You can use aggregateByKey, if you can provide me more details like table schema i can give you a solution. You can also reduceByKey as well but you need to calculate sum and count in one step and in next step do sum/count in map.


#3

Hi, Thanks for the reply bro…Below is the table and my code for sum of revenue…Pls help me on finding avg…either using aggregatebykey or reducebykey…Thank you

val orderItems = sc.textFile("/public/retail_db/order_items")
val orderItemsMap = orderItems.
map(oi => (oi.split(",")(1).toInt, oi.split(",")(4).toFloat))

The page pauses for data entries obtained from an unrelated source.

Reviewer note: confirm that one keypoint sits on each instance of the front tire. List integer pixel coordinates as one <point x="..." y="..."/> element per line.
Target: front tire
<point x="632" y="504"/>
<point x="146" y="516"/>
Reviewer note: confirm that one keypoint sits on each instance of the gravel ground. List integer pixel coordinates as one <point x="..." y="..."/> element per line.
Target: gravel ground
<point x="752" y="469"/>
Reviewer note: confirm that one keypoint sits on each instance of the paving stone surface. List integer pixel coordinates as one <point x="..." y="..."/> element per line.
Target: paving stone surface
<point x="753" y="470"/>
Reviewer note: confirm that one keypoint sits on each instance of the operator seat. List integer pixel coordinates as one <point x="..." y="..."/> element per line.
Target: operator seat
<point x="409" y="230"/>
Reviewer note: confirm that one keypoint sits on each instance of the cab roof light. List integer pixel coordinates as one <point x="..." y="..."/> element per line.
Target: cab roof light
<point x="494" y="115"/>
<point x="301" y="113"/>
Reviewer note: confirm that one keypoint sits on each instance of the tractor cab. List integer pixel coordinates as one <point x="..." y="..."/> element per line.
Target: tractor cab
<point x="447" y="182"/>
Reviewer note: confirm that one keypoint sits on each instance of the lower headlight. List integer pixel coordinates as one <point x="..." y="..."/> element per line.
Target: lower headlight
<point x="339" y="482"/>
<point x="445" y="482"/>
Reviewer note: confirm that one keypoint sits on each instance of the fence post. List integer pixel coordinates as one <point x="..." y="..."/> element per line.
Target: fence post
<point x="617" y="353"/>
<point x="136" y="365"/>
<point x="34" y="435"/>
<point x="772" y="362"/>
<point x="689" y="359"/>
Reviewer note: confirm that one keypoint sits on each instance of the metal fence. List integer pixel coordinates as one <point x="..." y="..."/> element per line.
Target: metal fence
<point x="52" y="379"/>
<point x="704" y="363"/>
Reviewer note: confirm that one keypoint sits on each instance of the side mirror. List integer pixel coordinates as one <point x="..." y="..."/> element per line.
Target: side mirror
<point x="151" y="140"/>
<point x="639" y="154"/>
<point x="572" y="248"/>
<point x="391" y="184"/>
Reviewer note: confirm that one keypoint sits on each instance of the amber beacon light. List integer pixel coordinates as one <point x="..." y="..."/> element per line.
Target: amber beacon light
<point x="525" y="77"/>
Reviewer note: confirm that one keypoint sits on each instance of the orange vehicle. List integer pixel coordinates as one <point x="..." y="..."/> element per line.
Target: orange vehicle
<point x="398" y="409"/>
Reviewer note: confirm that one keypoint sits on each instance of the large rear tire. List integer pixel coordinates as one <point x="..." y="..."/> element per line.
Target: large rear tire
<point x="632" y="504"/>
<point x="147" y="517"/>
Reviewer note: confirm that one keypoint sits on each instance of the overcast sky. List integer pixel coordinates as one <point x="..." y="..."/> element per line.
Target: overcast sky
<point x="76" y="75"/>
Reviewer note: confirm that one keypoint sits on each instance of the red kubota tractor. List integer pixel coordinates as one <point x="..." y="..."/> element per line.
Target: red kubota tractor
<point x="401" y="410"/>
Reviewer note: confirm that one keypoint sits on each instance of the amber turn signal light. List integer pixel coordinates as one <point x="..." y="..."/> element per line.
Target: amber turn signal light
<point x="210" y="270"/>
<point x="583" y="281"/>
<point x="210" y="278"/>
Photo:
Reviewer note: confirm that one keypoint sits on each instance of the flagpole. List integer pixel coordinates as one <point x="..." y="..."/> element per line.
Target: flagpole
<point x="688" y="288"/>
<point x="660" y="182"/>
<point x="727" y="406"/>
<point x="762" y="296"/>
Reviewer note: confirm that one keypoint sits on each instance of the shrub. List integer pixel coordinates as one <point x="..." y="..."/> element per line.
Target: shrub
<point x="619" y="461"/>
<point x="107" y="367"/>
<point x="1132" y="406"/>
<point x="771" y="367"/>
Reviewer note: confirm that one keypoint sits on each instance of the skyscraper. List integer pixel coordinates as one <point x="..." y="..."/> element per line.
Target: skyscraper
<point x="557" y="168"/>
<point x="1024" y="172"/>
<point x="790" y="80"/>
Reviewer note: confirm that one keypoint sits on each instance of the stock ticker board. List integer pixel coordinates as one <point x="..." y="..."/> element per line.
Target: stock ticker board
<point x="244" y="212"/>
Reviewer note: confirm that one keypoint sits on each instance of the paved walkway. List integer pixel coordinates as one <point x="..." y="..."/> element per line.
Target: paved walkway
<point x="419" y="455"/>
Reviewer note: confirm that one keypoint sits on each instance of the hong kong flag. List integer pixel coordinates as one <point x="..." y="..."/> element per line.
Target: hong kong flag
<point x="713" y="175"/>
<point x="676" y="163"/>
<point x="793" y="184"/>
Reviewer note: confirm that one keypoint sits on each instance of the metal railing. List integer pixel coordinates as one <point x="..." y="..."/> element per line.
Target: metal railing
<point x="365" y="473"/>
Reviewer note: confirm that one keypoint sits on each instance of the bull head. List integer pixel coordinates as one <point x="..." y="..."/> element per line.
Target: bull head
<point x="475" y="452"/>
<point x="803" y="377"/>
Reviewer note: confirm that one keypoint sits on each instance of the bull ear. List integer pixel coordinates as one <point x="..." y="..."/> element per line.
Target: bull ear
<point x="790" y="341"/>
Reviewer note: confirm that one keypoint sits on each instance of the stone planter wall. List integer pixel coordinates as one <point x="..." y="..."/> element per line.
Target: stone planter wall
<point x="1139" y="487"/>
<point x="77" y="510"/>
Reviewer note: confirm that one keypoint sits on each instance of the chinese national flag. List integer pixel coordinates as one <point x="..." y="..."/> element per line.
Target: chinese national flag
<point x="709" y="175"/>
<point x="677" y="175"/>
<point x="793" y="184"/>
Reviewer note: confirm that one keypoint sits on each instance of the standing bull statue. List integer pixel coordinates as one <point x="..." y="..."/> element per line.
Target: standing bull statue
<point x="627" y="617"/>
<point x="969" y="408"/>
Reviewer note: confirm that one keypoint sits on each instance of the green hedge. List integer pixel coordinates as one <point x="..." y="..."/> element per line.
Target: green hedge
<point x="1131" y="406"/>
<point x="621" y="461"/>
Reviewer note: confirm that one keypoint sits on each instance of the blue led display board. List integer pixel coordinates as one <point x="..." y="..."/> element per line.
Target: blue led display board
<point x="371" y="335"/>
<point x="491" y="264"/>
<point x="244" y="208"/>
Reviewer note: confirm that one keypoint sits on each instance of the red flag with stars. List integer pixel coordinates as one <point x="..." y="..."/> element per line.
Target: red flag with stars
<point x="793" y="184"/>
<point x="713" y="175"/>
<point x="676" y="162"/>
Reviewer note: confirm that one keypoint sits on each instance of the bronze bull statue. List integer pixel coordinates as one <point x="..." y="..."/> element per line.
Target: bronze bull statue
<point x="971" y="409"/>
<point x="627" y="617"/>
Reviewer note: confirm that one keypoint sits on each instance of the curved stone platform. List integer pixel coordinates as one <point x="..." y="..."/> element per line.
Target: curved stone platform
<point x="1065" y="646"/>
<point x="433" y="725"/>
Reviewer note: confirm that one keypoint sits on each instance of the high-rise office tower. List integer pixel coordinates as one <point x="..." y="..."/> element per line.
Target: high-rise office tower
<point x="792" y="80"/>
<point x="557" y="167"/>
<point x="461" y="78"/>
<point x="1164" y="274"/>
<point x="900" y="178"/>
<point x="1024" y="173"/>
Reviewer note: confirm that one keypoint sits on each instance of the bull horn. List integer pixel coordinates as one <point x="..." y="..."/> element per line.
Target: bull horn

orderItemsMap.take(5).foreach(println)

val revenuePerOrderId = orderItemsMap.
reduceByKey((total, revenue) => total + revenue)


#4

@Fayaz
reduceByKey:

val orderItems = sc.textFile("/public/retail_db/order_items")
val orderItemsMap = orderItems.map(oi => (oi.split(",")(1).toInt, (oi.split(",")(4).toFloat,1)))
val avgPerOrderId = orderItemsMap.reduceByKey((total, revenue) => (total._1+revenue._1,total._2+revenue._2)).map(i=>(i._1,i._2._1/i._2._2))

avgPerOrderId.take(5).foreach(println)

aggregateByKey:

val orderItems = sc.textFile("/public/retail_db/order_items")
val orderItemsMap = orderItems.map(oi => (oi.split(",")(1).toInt, oi.split(",")(4).toFloat))
val avgPerOrderId = orderItemsMap.aggregateByKey((0.0,0))((total, revenue) => (total._1+revenue,total._2+1),(v1,v2)=>(v1._1+v2._1,v1._2+v2._2)).map(i=>(i._1,i._2._1/i._2._2))

avgPerOrderId.take(5).foreach(println)

Code is tested on online Big Data cluster supported by https://labs.itversity.com


#5

thanks a lot bro :slight_smile: it helps me lot…apart from min,max,avg,sum => any other aggregations we perform?


#6

@Fayaz in exam point of view, count is important as well. Good Luck!!